According to a previous PP assessment of gambling harms (Raisamo et al., 2014), gamblers are composed of four groups using the PGSI. The previous year’s prevalence of problem gamblers was examined for the total sample using the PGSI (Ferris & Wynne, 2001), a nine-item self-report instrument comprising items responded to on a four-point scale: (0=never/1= sometimes/2=most of the time/3=almost always). Total scores (range 0–27) were calculated (α=.90; 95% CI=.89–.91) with four categories identified: non-problem gambler (PGSI score=0), low-risk gambler (PGSI score=1–4), moderate-risk gambler (PGSI score=5–7), and problem gambler (PGSI>7). Second, expanding on the previous PP assessment in gambling harms (Raisamo et al., 2014), gamblers comprised four groups according to gambling volume. According to Wood and Williams (2007), measures of time and expenditure were included to serve as a proxy for gambling volume among regular gamblers. For each gambling activity undertaken, regular gamblers reported on how much money they usually spent monthly on a gambling activity (from “£1-£10 per month” to “£501 or more per month”). In addition, regular gamblers reported how much time they usually spent gambling in a typical day (from “<30 min/day” to “8 hr or more per day”). Taking information from both measures together provided four subgroups of regular gamblers: “high time” regular gamblers (top 10% of regular gamblers who typically spent 7 hr+ a month gambling [mean 31.0 hr/month gambling]); “non-high time” regular gamblers (the other 90% of regular gamblers, who either did not spend any time gambling or generally spent 7 hr/month gambling [mean 30 min/month]); “high spend” regular gamblers (top 10% of regular gamblers, who spent an estimated £61.50+ per-month on gambling [mean expenditure £209.92/month]); and “non-high spend” regular gamblers (the remaining 90% of regular gamblers who spent less than this amount [mean expenditure £14.82/month]). A newly constructed variable investigated the combined effect of gambling time–gambling expenditure on self-reported problems. The following categories were created: (a) non-high time and spend regular gamblers; (b) high time only regular gamblers and high spend only regular gamblers; and (c) high time and spend regular gamblers.
Individuals reported age and gender. Participants’ gender was coded “1” for females and “2” for males.
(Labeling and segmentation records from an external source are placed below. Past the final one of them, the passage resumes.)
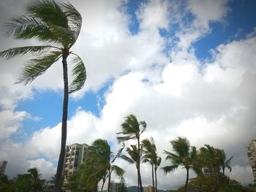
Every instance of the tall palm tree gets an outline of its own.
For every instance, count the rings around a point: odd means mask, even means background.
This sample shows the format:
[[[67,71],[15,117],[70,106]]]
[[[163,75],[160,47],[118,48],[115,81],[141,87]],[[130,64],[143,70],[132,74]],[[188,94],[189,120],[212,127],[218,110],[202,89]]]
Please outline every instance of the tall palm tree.
[[[162,162],[162,158],[157,157],[157,161],[154,164],[154,179],[155,179],[155,183],[156,183],[156,190],[155,191],[157,192],[157,171],[158,167],[160,166]]]
[[[97,139],[89,148],[88,159],[86,162],[86,164],[87,163],[87,166],[92,167],[92,169],[90,171],[91,174],[89,174],[89,177],[95,176],[99,179],[102,179],[103,184],[102,189],[103,188],[103,185],[106,178],[108,178],[108,192],[110,191],[112,173],[115,172],[120,178],[124,174],[124,170],[123,169],[113,164],[118,155],[118,154],[114,155],[113,153],[111,152],[110,146],[106,140]]]
[[[196,148],[190,146],[189,140],[185,137],[178,137],[177,139],[170,142],[175,153],[166,150],[165,150],[164,153],[167,155],[165,160],[170,160],[172,164],[162,167],[162,169],[166,174],[177,169],[179,166],[185,168],[187,171],[185,192],[187,192],[189,169],[192,169],[196,172],[199,172],[197,167],[195,166],[195,162],[197,160]]]
[[[117,137],[118,142],[124,142],[130,139],[137,140],[137,149],[139,158],[137,159],[138,166],[138,179],[139,190],[140,192],[143,191],[142,186],[141,176],[140,176],[140,135],[146,131],[146,123],[144,120],[138,121],[136,116],[130,114],[124,118],[124,122],[121,124],[122,131],[116,133],[117,134],[121,134],[121,136]]]
[[[37,168],[31,168],[28,170],[30,175],[30,186],[33,192],[41,191],[45,180],[41,180],[41,174]]]
[[[219,150],[219,161],[220,161],[220,166],[222,169],[222,174],[225,175],[225,169],[227,168],[230,172],[232,171],[232,167],[230,166],[231,160],[233,158],[233,156],[230,157],[229,159],[227,159],[226,153],[225,153],[224,150]]]
[[[124,161],[127,161],[130,164],[134,164],[136,166],[137,172],[138,172],[138,191],[142,190],[142,184],[140,183],[140,181],[141,182],[141,177],[140,177],[140,164],[141,161],[141,156],[142,153],[139,150],[139,149],[135,145],[131,145],[130,147],[127,148],[127,152],[129,155],[129,156],[126,155],[121,155],[121,158],[124,159]]]
[[[146,139],[142,142],[142,146],[143,149],[143,162],[148,162],[151,165],[152,168],[152,184],[153,188],[157,191],[157,170],[161,164],[162,158],[157,156],[157,147],[154,143],[153,137],[150,139]]]
[[[15,47],[0,52],[0,57],[7,59],[20,55],[32,56],[20,72],[17,83],[26,85],[31,82],[62,58],[64,100],[61,147],[54,191],[59,191],[64,167],[68,94],[82,88],[86,79],[83,61],[70,50],[78,37],[81,25],[82,17],[71,4],[55,2],[53,0],[31,1],[26,7],[25,15],[12,18],[4,24],[7,36],[18,39],[35,39],[41,42],[38,46]],[[67,58],[69,55],[74,56],[72,61],[75,64],[72,71],[73,80],[69,85]]]

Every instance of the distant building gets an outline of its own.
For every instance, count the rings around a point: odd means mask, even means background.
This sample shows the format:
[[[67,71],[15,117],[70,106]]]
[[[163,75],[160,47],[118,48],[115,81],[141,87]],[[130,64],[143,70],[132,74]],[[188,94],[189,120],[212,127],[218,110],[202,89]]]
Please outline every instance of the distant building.
[[[210,168],[203,167],[203,173],[204,175],[214,175],[214,172]]]
[[[143,192],[154,192],[154,188],[151,185],[143,187]]]
[[[110,191],[111,192],[118,192],[119,189],[121,188],[122,184],[121,183],[115,183],[113,181],[110,182]]]
[[[0,161],[0,174],[4,174],[7,166],[7,161]]]
[[[256,181],[256,139],[245,145],[249,162],[252,169],[253,177]]]
[[[67,183],[68,177],[72,175],[87,158],[89,145],[74,143],[66,146],[64,167],[63,170],[64,183]]]

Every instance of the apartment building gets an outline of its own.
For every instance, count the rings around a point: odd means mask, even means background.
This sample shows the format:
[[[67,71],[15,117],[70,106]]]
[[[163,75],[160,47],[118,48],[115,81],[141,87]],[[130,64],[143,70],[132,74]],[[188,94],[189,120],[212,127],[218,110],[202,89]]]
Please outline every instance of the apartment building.
[[[245,145],[249,162],[252,169],[253,177],[256,181],[256,139]]]
[[[66,146],[64,168],[63,171],[64,183],[67,183],[68,177],[75,173],[80,166],[86,161],[89,145],[74,143]]]
[[[154,188],[151,185],[148,185],[147,187],[143,187],[144,192],[154,192]]]
[[[7,161],[0,161],[0,174],[4,174],[7,166]]]

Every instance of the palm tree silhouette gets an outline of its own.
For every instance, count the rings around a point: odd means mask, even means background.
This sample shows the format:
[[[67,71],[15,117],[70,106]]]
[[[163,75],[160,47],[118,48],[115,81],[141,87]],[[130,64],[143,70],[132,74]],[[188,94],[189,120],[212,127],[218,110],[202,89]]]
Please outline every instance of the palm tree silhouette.
[[[59,158],[54,191],[59,191],[64,167],[67,140],[68,95],[81,89],[86,79],[83,62],[70,49],[80,34],[82,17],[69,3],[53,0],[31,1],[26,7],[26,13],[12,18],[4,24],[7,35],[17,39],[35,39],[42,45],[10,48],[0,52],[0,57],[7,59],[20,55],[32,56],[20,72],[17,83],[31,82],[42,74],[54,63],[62,58],[64,100],[61,126],[61,147]],[[74,56],[73,80],[68,84],[67,58]]]
[[[144,120],[138,121],[135,115],[131,114],[125,117],[124,122],[121,124],[122,131],[116,133],[117,134],[122,134],[122,136],[117,137],[118,142],[124,142],[130,139],[137,140],[137,149],[138,153],[138,158],[137,158],[137,170],[138,170],[138,191],[143,191],[142,186],[141,176],[140,176],[140,135],[146,131],[146,123]]]
[[[178,137],[177,139],[170,141],[170,142],[175,153],[166,150],[165,150],[164,153],[167,155],[166,160],[170,160],[172,164],[164,166],[162,169],[165,173],[167,173],[177,169],[179,166],[185,168],[187,171],[185,192],[187,192],[189,169],[192,169],[196,172],[200,172],[198,168],[195,165],[197,160],[196,148],[195,147],[190,146],[189,140],[185,137]]]

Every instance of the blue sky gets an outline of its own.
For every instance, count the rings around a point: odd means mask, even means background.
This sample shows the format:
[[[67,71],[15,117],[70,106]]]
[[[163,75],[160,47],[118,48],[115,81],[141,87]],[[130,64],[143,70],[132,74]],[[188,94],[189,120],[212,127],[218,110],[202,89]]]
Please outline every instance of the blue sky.
[[[1,2],[1,23],[23,12],[26,1]],[[154,136],[163,158],[168,141],[186,137],[197,147],[225,149],[234,156],[230,177],[252,181],[244,145],[256,137],[255,1],[70,2],[83,16],[73,50],[88,80],[69,97],[68,144],[105,138],[116,150],[116,133],[134,113],[147,122],[144,137]],[[0,39],[1,50],[27,43]],[[0,60],[0,153],[10,177],[36,166],[48,178],[59,150],[61,68],[56,64],[28,86],[14,85],[25,61]],[[127,171],[128,185],[136,183],[134,175]],[[182,185],[184,173],[159,171],[159,177],[167,189]],[[149,185],[150,177],[143,182]]]

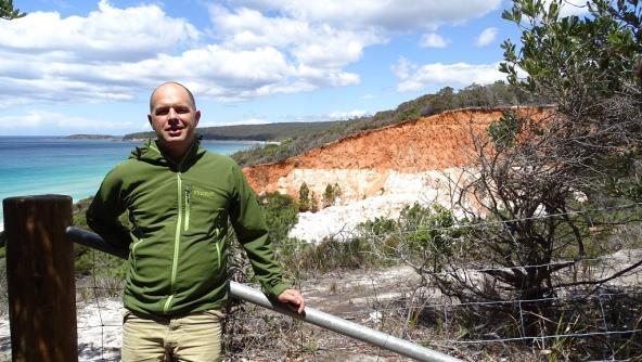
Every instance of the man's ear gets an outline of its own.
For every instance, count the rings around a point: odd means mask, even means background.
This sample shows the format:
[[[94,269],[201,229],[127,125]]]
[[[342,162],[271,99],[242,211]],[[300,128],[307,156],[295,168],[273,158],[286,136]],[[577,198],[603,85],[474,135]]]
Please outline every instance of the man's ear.
[[[198,125],[198,120],[201,119],[201,111],[196,109],[196,112],[194,112],[194,127],[196,127],[196,125]]]

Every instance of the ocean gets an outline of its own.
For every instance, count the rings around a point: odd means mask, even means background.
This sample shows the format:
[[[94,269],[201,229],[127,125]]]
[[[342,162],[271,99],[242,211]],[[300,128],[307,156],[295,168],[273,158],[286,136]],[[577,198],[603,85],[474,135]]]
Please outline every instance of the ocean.
[[[141,141],[73,140],[55,137],[0,137],[0,199],[63,194],[74,203],[93,196],[103,177],[125,160]],[[224,155],[246,150],[253,141],[203,141]],[[4,230],[0,209],[0,230]]]

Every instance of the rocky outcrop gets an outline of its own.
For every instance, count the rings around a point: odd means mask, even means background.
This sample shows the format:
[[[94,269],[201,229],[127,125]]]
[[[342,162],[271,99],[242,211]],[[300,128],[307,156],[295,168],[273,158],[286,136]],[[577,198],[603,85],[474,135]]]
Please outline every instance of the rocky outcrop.
[[[351,135],[282,163],[257,165],[243,171],[259,193],[278,191],[297,196],[306,182],[320,196],[328,184],[337,183],[344,202],[362,199],[386,192],[391,174],[467,164],[472,134],[484,134],[486,127],[501,116],[501,109],[445,112]]]
[[[544,115],[541,108],[519,113]],[[349,237],[362,221],[396,218],[407,205],[450,205],[452,180],[471,164],[473,135],[486,134],[502,109],[460,109],[351,135],[282,163],[245,168],[258,192],[298,197],[305,182],[317,201],[337,184],[341,197],[316,214],[301,212],[290,236],[308,242]],[[457,181],[455,181],[457,182]],[[453,212],[458,212],[452,208]]]

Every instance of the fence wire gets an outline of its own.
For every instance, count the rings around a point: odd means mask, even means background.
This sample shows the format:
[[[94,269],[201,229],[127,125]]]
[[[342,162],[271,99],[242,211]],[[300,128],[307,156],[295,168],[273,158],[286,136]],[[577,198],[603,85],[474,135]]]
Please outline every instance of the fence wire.
[[[521,220],[458,223],[439,229],[497,227],[569,215],[590,215],[589,223],[599,224],[599,220],[592,219],[595,214],[618,212],[640,206],[642,204],[638,203]],[[635,221],[635,225],[639,227],[640,222]],[[370,236],[385,240],[406,234],[410,232]],[[303,248],[317,245],[299,243]],[[317,272],[296,282],[310,307],[466,361],[642,359],[642,268],[632,268],[590,289],[563,286],[551,296],[536,299],[460,300],[445,295],[429,282],[429,277],[453,273],[488,275],[515,269],[526,271],[557,267],[564,267],[558,271],[562,280],[573,279],[573,274],[582,268],[589,269],[591,275],[600,280],[609,275],[614,268],[634,266],[642,260],[640,249],[613,251],[516,267],[465,263],[429,274],[419,274],[405,264],[388,269]],[[91,253],[95,266],[100,257],[98,251]],[[79,361],[119,361],[121,285],[110,281],[105,283],[98,274],[94,270],[90,280],[77,287]],[[554,313],[551,312],[553,310]],[[558,319],[551,320],[549,315]],[[540,328],[532,328],[534,323]],[[0,340],[8,341],[9,331],[2,324],[0,334]],[[5,347],[5,344],[0,346],[0,351]],[[350,355],[406,360],[363,342],[237,302],[231,302],[228,309],[224,353],[228,361],[328,361],[347,360]],[[622,359],[622,355],[627,358]]]

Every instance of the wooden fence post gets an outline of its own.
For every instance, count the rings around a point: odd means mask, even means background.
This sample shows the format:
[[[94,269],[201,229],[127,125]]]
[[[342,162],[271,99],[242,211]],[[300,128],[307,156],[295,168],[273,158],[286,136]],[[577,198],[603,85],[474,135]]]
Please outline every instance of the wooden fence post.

Age was grouped into three banded categories: 16–34 years/35–54 years/55+ years.
Analyses were conducted on data weighted to correct for unequal probabilities of selection into the sample, and a post-stratification weight was applied to correct for non-response within participating households and adjust the sample to known population distributions on demographic variables (education, age, gender, and Government Office Region) matching the ONS 2009 mid-year population estimates. First, bivariate analyses were conducted to describe sample characteristics as well as the prevalence of gambling-related harms (overall and by age and gender) on the entire sample (not just the gamblers). Association between variables was tested using Pearson’s chi-square test. Due to the large sample size, α of 0.001 was used and effect sizes are reported for all chi-square analyses. For chi-square, the phi (Ф) coefficient was used, where values between −0.3 and 0.3 are treated as trivial associations. Second, to examine whether the PP applies to the harms, the distribution of harms among different segments of problem gambling severity continuum and gambling volume among regular gamblers was calculated. Finally, the relationships among chasing losses (whether participants had experienced this in the previous year) and dependence/social harms (whether participants had experienced one or more gambling-related harms in the previous year) and the explanatory variables (e.g., age, gender, volume grouping) were further examined in logistic regression analyses. CIs were computed at the 95% level and explained variance was evaluated using Negelkerke R2, a pseudo-R2.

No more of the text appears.